Gigi Maifredi si racconta e confessa alcune verità sulle sue scelte del passato da allenatore, poi lancia frecciate a Sarri e al Bologna

Ha parlato con malinconia della Juve, la più grande opportunità della sua carriera, e ha lanciato qualche frecciatina al Bologna, forse perché la ama troppo. Gigi Maifredi si è confessato al Corriere dello Sport ripercorrendo qualche tratto del suo passato da allenatore.

“Gli allenatori vivono di schemi, moduli e lavoro, dimenticando la fantasia e la personalità del giocatore. Oggi c’è un allenatore determinante in Italia? Sono tutti buoni ma per fare i picchi devi essere allenatore a 360 gradi. Sarri ha costruito un grande Empoli e ha fatto benissimo a Napoli, mi sarei aspettato che alla Juve avesse continuato quel percorso, ma si è adeguato al calcio di oggi, dentro il quale l’allenatore conta poco”.
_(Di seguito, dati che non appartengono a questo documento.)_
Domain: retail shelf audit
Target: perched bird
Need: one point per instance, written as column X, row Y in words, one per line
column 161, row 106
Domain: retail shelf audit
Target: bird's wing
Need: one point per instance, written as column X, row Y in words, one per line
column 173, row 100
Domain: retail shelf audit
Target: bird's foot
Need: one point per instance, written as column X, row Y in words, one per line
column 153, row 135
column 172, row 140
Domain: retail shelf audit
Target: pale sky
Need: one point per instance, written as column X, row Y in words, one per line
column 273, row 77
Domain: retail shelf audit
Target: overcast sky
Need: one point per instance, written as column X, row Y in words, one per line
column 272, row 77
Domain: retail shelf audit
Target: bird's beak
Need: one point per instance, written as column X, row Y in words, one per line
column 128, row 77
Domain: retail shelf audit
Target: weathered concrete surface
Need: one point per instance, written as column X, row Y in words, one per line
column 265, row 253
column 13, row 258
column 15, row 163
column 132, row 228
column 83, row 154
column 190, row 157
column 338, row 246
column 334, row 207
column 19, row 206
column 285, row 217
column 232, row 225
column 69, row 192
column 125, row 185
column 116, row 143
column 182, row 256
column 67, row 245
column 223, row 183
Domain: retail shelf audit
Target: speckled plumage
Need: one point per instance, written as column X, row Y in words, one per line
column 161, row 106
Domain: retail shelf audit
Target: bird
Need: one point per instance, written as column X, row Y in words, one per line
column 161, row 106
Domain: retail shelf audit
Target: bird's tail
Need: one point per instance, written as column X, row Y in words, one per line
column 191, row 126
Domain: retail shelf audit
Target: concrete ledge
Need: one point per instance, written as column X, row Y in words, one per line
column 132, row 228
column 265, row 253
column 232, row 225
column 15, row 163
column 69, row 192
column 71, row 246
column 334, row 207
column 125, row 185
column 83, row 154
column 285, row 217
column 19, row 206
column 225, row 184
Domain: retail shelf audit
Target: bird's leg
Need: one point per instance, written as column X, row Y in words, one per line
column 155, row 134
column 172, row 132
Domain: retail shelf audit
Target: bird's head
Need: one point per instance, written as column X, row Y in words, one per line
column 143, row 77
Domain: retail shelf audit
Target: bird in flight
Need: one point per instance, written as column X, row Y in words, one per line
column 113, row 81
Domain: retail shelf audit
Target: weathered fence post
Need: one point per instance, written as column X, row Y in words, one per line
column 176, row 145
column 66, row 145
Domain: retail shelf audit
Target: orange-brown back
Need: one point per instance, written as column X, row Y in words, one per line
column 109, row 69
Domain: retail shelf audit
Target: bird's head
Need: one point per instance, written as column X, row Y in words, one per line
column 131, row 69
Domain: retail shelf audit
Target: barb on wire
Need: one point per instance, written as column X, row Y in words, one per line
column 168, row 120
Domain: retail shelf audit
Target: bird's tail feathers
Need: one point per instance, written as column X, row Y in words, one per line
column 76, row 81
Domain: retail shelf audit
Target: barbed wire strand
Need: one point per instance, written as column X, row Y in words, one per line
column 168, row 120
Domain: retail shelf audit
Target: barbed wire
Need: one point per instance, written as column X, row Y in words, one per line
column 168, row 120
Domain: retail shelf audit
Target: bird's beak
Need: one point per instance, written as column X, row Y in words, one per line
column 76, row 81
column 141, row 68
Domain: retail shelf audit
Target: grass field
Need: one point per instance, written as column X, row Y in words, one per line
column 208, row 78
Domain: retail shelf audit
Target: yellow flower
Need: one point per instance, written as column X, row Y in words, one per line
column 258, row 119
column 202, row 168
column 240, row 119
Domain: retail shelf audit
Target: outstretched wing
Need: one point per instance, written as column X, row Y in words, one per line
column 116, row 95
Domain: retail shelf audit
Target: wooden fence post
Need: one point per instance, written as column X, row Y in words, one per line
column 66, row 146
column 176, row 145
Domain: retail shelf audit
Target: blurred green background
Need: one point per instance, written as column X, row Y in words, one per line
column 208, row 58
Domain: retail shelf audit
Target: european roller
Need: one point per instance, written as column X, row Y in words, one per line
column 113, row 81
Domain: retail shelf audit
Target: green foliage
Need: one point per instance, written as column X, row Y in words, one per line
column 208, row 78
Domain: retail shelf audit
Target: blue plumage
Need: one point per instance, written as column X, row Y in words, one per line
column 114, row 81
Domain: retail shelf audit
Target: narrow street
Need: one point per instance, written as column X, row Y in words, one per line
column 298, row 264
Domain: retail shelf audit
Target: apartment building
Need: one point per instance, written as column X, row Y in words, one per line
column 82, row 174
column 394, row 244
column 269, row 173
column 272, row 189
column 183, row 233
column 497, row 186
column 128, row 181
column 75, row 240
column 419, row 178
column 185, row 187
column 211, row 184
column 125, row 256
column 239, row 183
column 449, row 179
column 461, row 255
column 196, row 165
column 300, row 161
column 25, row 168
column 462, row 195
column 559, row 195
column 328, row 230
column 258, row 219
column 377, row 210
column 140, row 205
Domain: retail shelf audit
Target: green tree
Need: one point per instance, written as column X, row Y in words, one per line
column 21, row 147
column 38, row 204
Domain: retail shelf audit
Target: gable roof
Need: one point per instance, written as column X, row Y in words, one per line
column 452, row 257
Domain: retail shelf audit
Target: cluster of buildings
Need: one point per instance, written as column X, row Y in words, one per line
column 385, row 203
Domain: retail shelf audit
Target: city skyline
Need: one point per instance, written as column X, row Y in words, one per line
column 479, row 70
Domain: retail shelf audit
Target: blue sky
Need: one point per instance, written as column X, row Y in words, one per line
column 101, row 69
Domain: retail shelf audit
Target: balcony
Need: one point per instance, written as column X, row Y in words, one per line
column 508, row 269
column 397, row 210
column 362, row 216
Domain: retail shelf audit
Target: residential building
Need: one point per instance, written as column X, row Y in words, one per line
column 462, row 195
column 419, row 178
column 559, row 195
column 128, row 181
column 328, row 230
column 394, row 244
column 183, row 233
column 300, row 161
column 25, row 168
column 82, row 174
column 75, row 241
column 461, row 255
“Io dovevo e volevo cambiare il modo di intendere il calcio, ma non dimenticatevi che giocavamo contro il Milan di Sacchi e l’Inter dei tedeschi. Ti confesso che dopo la Juventus mi sono disamorato del calcio e ho sbagliato a tornare al bologna. Mi mancava l’entusiasmo, la verità è che avrei dovuto fermarmi e andare l’anno dopo alla Samp che mi voleva da tempo”.

“Futuro importante per il Bologna? Mi sbaglierò, ma non hanno le persone, al di là di Sinisa. Casteldebole è bello, è un centro meraviglioso, ma mancano il calore e la passione”.